X_features = df.drop(target_column, axis=1)

# Standardize features
scaler = StandardScaler()
X_scaled = scaler.fit_transform(X_features)

# K-means for different K values
k_values = [2, 3, 4, 5]

kmeans_results = []
cluster_labels_dict = {}

for k in k_values:
    kmeans = KMeans(n_clusters=k, random_state=42, n_init=10)
    labels = kmeans.fit_predict(X_scaled)

    inertia = kmeans.inertia_
    sil_score = silhouette_score(X_scaled, labels)

    kmeans_results.append({
        "K": k,
        "inertia": inertia,
        "silhouette": sil_score
    })

    cluster_labels_dict[k] = {
        "model": kmeans,
        "labels": labels
    }

kmeans_results_df = pd.DataFrame(kmeans_results)
kmeans_results_df.sort_values("K")

In [None]:
# Elbow plot (K vs inertia)

plt.plot(kmeans_results_df["K"], kmeans_results_df["inertia"], marker="o")
plt.xlabel("Number of clusters (K)")
plt.ylabel("Total within-cluster sum of squares (Inertia)")
plt.title("Elbow Method for K-means")
plt.xticks(k_values)
plt.show()

# Silhouette plot (K vs silhouette)

plt.plot(kmeans_results_df["K"], kmeans_results_df["silhouette"], marker="o")
plt.xlabel("Number of clusters (K)")
plt.ylabel("Average Silhouette Coefficient")
plt.title("Silhouette Scores for Different K")
plt.xticks(k_values)
plt.show()

In [None]:
# Best K based on silhouette score and PCA visualization

best_k_idx = kmeans_results_df["silhouette"].idxmax()
best_k = int(kmeans_results_df.loc[best_k_idx, "K"])
print("Best K based on silhouette:", best_k)

best_labels = cluster_labels_dict[best_k]["labels"]

# PCA to 2D
pca = PCA(n_components=2)
X_pca = pca.fit_transform(X_scaled)

plt.scatter(X_pca[:, 0], X_pca[:, 1], c=best_labels, alpha=0.6)
plt.xlabel("PCA Component 1")
plt.ylabel("PCA Component 2")
plt.title(f"K-means Clusters (K = {best_k}) in PCA space")
plt.show()

# Attach cluster labels to original data and summarize

df_clusters = df.copy()
df_clusters["cluster"] = best_labels

cluster_summary = df_clusters.groupby("cluster").mean(numeric_only=True)
cluster_summary

## 6. Summary of Results (For PDF Report & Presentation)

From this notebook you will use the following in the **final PDF report** and **presentation**:

- `results_clf_df`: Table of Decision Tree configurations (criterion, train/test split, accuracy).  
- Confusion matrix plots: To comment on which class is harder to predict.  
- Best Decision Tree visualization: To highlight important features and example rules.  
- `kmeans_results_df`: Table of K vs inertia vs silhouette to justify best K.  
- Elbow and silhouette plots: Visual justification for chosen K.  
- PCA cluster plot and `cluster_summary`: To describe cluster profiles and relate them to water quality.

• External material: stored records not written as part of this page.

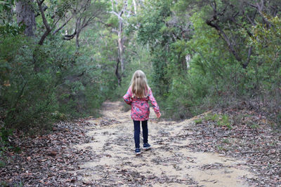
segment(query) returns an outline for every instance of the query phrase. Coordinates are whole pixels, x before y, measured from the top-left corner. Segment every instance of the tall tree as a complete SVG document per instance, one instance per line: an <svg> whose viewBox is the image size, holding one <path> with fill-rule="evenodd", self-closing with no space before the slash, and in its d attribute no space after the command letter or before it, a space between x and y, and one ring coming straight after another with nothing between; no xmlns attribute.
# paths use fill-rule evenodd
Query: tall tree
<svg viewBox="0 0 281 187"><path fill-rule="evenodd" d="M18 0L15 3L18 24L24 25L26 27L25 34L28 36L34 36L36 28L35 13L32 3L33 0Z"/></svg>

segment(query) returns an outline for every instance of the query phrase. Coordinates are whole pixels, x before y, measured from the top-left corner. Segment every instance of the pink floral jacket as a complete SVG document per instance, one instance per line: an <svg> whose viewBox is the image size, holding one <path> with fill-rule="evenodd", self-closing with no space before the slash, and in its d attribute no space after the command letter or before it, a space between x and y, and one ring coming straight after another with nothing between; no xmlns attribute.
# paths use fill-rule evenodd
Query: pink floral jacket
<svg viewBox="0 0 281 187"><path fill-rule="evenodd" d="M148 95L144 98L132 97L133 92L131 88L129 90L126 95L123 97L125 102L131 106L131 117L134 120L146 120L149 118L150 106L148 101L151 102L154 111L157 113L159 112L159 109L153 97L152 92L150 88L148 88Z"/></svg>

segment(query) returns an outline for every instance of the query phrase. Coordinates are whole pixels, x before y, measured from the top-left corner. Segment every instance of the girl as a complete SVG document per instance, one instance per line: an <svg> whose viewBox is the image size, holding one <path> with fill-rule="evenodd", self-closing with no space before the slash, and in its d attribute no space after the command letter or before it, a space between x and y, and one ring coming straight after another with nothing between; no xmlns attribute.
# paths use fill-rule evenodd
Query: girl
<svg viewBox="0 0 281 187"><path fill-rule="evenodd" d="M157 118L159 118L161 116L157 103L153 97L150 88L148 85L145 74L142 71L137 70L133 74L131 81L131 85L123 98L126 104L131 106L131 117L133 121L135 153L138 155L140 154L140 121L143 128L143 149L148 150L151 148L148 144L148 120L150 114L148 100L151 102Z"/></svg>

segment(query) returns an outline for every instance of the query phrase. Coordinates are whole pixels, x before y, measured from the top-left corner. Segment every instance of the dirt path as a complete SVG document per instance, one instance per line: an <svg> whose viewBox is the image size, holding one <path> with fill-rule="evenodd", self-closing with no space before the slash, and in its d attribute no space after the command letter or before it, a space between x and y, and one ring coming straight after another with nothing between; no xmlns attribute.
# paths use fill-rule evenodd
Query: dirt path
<svg viewBox="0 0 281 187"><path fill-rule="evenodd" d="M151 112L148 130L152 148L135 155L130 111L123 112L122 108L121 102L105 102L103 117L90 121L91 142L74 146L94 152L94 159L78 171L86 185L249 186L243 178L253 174L243 161L188 148L187 129L193 125L192 119L158 122Z"/></svg>

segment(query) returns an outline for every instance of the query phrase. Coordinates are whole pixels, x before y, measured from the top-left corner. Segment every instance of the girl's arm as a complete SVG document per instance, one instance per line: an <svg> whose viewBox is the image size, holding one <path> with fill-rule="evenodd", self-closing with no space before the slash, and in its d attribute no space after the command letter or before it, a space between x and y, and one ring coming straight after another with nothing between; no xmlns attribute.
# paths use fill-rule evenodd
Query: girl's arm
<svg viewBox="0 0 281 187"><path fill-rule="evenodd" d="M123 99L125 101L125 102L129 105L131 104L131 87L129 88L127 92L125 94L124 96L123 96Z"/></svg>
<svg viewBox="0 0 281 187"><path fill-rule="evenodd" d="M159 109L158 104L156 102L155 98L153 97L152 91L151 91L151 89L149 88L149 92L148 92L148 99L151 102L151 104L152 104L152 107L154 109L154 111L156 113L159 113L160 112L160 109Z"/></svg>

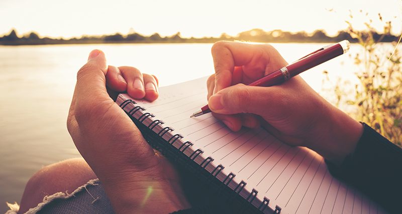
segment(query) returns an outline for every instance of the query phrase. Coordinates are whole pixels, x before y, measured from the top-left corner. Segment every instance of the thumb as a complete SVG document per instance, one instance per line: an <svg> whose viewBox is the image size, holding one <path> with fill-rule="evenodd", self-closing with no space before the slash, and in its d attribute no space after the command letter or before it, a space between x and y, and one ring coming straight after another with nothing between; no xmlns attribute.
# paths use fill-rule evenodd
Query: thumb
<svg viewBox="0 0 402 214"><path fill-rule="evenodd" d="M213 112L218 114L245 113L263 115L270 100L267 91L270 89L238 84L224 89L211 96L208 106Z"/></svg>
<svg viewBox="0 0 402 214"><path fill-rule="evenodd" d="M88 61L78 70L67 119L69 131L77 125L76 120L83 117L86 114L85 112L90 112L87 108L93 105L87 105L88 102L100 102L105 99L104 97L109 97L105 86L107 68L105 53L93 50L89 53Z"/></svg>
<svg viewBox="0 0 402 214"><path fill-rule="evenodd" d="M89 53L88 61L77 73L77 83L74 95L76 98L85 97L88 94L103 95L106 93L105 76L108 63L105 53L99 50L93 50Z"/></svg>

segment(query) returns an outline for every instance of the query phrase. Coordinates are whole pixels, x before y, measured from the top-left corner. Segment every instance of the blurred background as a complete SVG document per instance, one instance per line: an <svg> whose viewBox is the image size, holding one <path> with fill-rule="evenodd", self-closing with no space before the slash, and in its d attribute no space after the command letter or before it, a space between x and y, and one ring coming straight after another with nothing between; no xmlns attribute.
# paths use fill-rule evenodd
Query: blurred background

In the PDF report you will:

- Explain **why** you used each method and from which **package** (e.g., `DecisionTreeClassifier` and `KMeans` from `sklearn`).  
- Compare your results (even roughly) with the **research paper** results.  
- Provide a clear **discussion and conclusion** based on these outputs.

This notebook is the **technical backbone** for Phase 3 and will be linked in the GitHub submission.